Another part of life where I would be called different is in relationships. But, once again, I would proscribe any issues that I had with talking to my preferred gender down to my lack of self-confidence and almost pathological desire not to be told to “fuck off”. I am aware, painfully so, that this topic is frequently mentioned but it is a large part of life and even though I have been with the same lady for nearly seventeen years it is something worth investigating. I thought my failure to meet or to bring home, the right lady was solely down to two factors. My personality and how I looked. That I may say stupid stuff or be too intense or silly could all be down to that.

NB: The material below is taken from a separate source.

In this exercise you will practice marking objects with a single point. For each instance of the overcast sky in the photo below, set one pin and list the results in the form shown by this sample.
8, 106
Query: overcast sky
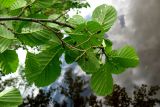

As well as looking like a bulldog after it stepped on a succession of landmines.

My problems with my mood, while not as spectacularly bad as others just made me feel like one of a billion other humans who sometimes did not like themselves. As the famous poet Selena Gomez has said, “my mind and me we don’t get along sometimes”. I thought that I was an unexceptional person who sometimes got sad. This reflects statistics that one in three people, and a shockingly high number of men, suffer from some sort of mental health issues. This depression was fed by loneliness which I believed was fed by failure – academically, professionally and personally – and being depressed. A constantly turning torture wheel. That, crucially, was not as bad as other peoples. How can I be depressed when other people are really depressed. I am acting sad because I am a pretentious wannabe poet type. I am still a pretentious poet type, but, my mood is much better, thank you for asking.

As a result of these factors: I did not think I was different. I didn’t feel that my mind worked in any other way to the rest of the world but that I was sometimes sad, and I was sometimes immature, and I was sometimes drunk, and I would sometimes worry or blame myself for everything or anything and sometimes I would blame others in an attempt to divert myself from the knowledge that I had made a mistake. I didn’t feel different but just, for want of a better phrase, slightly less than other people. Other people had the job they enjoyed that threw money and titles at them. Gave them the house, the car, the ability to talk about how much they earned in the fiscal year with a sense of earnest pride. They had what they wanted, and they had who they wanted. They weren’t the one single family member at all of those, frequent, endless family meals. It wasn’t because my mind worked differently or that it drew connections that others couldn’t see or that it pulled information from anywhere or everywhere or that it needed to be alone often, no, it was because I was lesser than my brothers or my peers. I under-achieved where they achieved.

Figuring out that it is my wiring that causes, but never excuses, my behaviours has allowed me to remove some of the figurative sticks up my arse. The literal ones can remain. Obviously. Being told that I may have Asperger’s and that the indications are strong enough to be fully assessed has allowed me to see why certain things have happened and to understand that, to an extent, I am different. And can different mean better? Can different mean that they are things I can do that other people cannot? Is my Asperger’s a “superpower”? The answer to all of these is a resounding, life affirming: no.

What if, once I have the assessment it turns out that I am not on the spectrum or that it is not as much of a barrier to me than it is to others? Then this whole idea of a recognisable “self” is defenestrated on to the nearest street.

If I am different. Then it is a very average type of different. If it is an average different then what does that say about what I can and cannot do?

  • I am aware that this blog post is very long and contains a lot of Oxford commas. This is because Word, which I write on, is an American platform and they love the Oxford comma. Standard British English doesn’t really need it but linguistic hegemony is unavoidable.